In these scenarios, institutional debate or engagement with the claimant is well under way.  Even though things might be further along, and tempers hotter, the priority is still to end the engagement and get the matter in the right hands as soon as possible.  So, even if your institution doesn’t have an XXX, and the situation arrives at your door a little more “hot,” the best thing to say to your co-worker is: “This sounds like a legal matter.  We need to connect you with our attorney.”

If your co-worker has been so kind as to refer the (often angry) claimant to you without warning, and you are now on the phone with them, it is generally wise to:

1.  Listen, and make notes of what the claimant is saying.

2.  DO NOT ARGUE, DEBATE, or SUPPLY INFORMATION.

3.  Use your customer service skills to simply say “This sounds very important.  I have made a note, and will make sure someone gets back to you by [date].”

4.  When arranging appropriate follow-up, minimize internal e-mail discussion, which could become discoverable evidence.  Remember, the back-and-forth the employees engage in, unless it involves an attorney providing legal advice, is not subject to attorney-client privilege.

5.  Get that legal hot potato to your attorney or insurance carrier and get out!

I realize that budgets are tight in the not-for-profit world, and not everyone has an attorney in-house or on call.  This is where your insurance carrier could be a key player.  Most bigger institutions have some form of coverage that addresses copyright.  Your carrier does not want you to spend time arguing with a claimant, generating potentially damaging evidence!  So in the absence of a lawyer, your insurance liaison and carrier (who will use a lawyer) might give your institution a place to send the “hot potato.”

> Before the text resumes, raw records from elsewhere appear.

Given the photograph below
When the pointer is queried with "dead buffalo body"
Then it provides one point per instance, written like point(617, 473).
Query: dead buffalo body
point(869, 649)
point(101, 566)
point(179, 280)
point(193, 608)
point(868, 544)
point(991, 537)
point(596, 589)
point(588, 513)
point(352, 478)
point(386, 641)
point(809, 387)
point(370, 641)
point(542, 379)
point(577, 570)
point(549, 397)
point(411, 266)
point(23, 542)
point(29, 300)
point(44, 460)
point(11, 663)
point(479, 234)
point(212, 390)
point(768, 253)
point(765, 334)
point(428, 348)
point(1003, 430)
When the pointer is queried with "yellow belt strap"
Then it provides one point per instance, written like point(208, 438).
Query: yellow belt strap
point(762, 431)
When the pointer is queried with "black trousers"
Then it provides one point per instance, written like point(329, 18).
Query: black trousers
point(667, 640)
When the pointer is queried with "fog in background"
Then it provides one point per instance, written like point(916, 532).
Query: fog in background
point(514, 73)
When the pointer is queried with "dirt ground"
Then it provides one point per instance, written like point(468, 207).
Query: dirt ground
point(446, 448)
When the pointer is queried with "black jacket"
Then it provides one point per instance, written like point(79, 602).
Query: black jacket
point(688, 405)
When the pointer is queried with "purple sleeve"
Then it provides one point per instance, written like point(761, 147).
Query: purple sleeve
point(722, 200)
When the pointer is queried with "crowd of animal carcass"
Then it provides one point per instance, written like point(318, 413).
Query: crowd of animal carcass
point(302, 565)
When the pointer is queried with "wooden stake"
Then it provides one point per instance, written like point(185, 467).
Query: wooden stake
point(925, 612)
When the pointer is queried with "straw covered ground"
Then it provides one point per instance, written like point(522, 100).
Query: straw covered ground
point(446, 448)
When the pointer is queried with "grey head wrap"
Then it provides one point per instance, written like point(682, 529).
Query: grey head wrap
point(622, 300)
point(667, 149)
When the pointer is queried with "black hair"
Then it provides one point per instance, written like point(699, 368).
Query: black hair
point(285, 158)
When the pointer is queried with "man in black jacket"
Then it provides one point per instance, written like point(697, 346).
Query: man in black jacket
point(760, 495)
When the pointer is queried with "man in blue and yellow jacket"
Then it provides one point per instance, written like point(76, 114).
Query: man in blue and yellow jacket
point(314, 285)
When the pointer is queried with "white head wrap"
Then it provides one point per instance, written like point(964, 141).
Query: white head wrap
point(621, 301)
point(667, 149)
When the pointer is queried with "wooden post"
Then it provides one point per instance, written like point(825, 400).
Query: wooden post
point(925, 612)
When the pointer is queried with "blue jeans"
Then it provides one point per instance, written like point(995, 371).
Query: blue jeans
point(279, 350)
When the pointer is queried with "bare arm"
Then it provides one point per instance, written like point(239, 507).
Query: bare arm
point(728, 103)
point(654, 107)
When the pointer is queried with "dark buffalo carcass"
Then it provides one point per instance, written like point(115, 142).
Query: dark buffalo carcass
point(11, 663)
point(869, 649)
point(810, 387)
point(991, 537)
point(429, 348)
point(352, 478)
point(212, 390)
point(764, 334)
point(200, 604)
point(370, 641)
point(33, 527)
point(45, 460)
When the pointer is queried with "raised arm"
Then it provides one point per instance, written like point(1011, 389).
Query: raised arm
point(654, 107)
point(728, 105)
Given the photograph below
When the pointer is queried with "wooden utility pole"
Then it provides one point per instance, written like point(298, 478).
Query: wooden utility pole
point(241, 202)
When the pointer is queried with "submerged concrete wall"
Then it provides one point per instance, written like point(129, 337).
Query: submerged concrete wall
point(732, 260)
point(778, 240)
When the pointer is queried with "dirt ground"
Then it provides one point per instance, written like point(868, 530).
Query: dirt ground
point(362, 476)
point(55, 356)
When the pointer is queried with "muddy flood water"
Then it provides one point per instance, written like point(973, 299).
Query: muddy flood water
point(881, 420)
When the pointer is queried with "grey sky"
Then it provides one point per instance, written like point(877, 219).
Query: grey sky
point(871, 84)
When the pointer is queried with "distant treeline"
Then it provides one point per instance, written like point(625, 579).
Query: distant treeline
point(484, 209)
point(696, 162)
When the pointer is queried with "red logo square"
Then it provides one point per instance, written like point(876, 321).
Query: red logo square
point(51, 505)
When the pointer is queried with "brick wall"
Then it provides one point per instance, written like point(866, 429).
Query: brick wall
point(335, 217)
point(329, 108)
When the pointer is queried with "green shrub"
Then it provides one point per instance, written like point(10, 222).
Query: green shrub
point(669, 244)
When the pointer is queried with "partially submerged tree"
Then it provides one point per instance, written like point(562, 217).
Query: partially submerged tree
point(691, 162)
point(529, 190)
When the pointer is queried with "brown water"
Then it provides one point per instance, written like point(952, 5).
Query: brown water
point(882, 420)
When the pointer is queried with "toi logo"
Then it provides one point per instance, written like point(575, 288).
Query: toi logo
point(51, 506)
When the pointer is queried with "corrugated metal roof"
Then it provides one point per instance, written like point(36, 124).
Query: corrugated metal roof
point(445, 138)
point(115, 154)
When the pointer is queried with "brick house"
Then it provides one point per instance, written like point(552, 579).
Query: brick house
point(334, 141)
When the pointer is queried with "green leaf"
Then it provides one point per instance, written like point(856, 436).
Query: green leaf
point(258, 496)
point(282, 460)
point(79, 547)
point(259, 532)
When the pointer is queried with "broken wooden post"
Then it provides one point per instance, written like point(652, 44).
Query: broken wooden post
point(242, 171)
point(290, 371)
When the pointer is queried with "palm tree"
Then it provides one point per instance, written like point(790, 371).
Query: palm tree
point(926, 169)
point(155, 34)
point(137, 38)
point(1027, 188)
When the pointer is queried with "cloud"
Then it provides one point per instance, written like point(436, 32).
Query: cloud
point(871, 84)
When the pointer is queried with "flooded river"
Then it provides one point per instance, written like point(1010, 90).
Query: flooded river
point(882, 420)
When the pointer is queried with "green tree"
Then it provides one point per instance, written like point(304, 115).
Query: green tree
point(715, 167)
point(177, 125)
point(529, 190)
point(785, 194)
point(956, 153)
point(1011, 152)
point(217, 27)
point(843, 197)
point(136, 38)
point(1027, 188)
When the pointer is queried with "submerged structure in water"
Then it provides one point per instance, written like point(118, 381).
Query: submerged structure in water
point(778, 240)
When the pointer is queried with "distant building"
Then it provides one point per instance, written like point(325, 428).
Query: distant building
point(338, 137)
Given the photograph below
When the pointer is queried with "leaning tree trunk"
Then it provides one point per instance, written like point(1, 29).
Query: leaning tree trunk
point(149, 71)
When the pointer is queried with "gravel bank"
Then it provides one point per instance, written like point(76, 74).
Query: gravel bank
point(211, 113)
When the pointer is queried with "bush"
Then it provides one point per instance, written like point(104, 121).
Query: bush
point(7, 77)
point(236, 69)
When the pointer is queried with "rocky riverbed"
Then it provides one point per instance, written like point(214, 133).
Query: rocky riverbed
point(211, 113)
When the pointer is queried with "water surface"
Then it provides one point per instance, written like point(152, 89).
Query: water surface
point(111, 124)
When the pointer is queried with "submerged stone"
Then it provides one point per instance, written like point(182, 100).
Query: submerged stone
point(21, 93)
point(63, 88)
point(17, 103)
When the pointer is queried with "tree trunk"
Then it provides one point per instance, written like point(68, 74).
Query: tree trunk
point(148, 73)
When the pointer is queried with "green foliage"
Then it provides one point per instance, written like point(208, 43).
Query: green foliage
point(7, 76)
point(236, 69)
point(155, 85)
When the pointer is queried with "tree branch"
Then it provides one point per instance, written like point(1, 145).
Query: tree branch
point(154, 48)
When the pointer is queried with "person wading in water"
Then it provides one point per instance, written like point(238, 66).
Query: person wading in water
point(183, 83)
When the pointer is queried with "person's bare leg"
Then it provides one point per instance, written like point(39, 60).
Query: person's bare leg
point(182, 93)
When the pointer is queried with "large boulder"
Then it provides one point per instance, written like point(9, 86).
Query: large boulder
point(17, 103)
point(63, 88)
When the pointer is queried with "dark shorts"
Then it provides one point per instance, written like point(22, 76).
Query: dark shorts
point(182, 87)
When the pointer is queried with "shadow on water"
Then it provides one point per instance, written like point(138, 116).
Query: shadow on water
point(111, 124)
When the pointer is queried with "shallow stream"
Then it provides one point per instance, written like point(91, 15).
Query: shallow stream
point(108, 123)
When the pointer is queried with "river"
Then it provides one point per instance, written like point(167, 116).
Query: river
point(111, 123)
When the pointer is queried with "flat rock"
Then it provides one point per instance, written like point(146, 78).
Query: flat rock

The bottom line: every institution has a slightly different way it approaches litigation risk[4], but every institution should have an established way.  Making sure library staff are aware of and comfortable with their institution’s protocols, and are supported in those protocols by trustees, officers and key personnel[5], are the keys to this issue.  The statutory damages and mandatory attorneys’ fees often involved in copyright litigation make this a high risk management priority.

Librarians should be on the front lines of information access and fair use, but not the first line of defense for copyright litigation.  Hopefully your institution appreciates this critical distinction, and supports it.

Or there’s always law school….


[1] I am sorry if any of these fictional scenarios have triggered stressful memories.

[2] If there isn’t one, I pose an alternative in a few paragraphs, but in most instances, there is.

[3] See the helpful script in paragraph two to remind people you are not a lawyer.

[4] Some alert carriers right away, others are wary of having a high claim number.  Some carriers want to know the moment there is even HINT of a claim.  This is something the person responsible for insurance will know.

[5] I am writing this guidance to be shared with such stakeholders, if it can be helpful.